I Have been doing some as i call them 30, 60, 90's moving towards the 180's I am doing more for me, trying to find my happy place. If h sees these changes great, if he does not think they are good enough for him so be it. They are good for me. And me is who i have to worry about now
I am leaving the door open for is return, time will tell if he decides to walk back into it
hugs bear
In my heart I do not believe your H will last with OW. And I truly believe his real happiness would lie with you.
If you really wanted to have the marriage of your dreams, though, you will need to be willing to really assess what he really sees in her, and it's more than the kids. You have a disdain for his desire to move up, to be seen as more. You see it as shallow.
Yet...that's important to him.
If you embrace that, honor it, work towards that, to fulfilling his heart, he will love you with a 'to die for you' love, most likely.

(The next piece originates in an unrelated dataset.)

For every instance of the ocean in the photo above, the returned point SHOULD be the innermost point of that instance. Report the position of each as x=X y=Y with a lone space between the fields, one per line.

You never mention what she looks like (that I've seen). I don't have a sense that that is important. You have improved your appearance. I have an underlying suspicion that a sense of style is important here. And I'll bet you're not willing to play that 'game'. Correct me if I'm wrong. But to fill his heart, you will need to not judge that it fills his heart, but be willing to fill it.
He's not going to fill your heart first. He SHOULD. He won't.
But you still have time.
I want that happiness for you. I believe you're the best person for the job.
sg
Last edited by sgctxok; 05/16/0803:05 AM.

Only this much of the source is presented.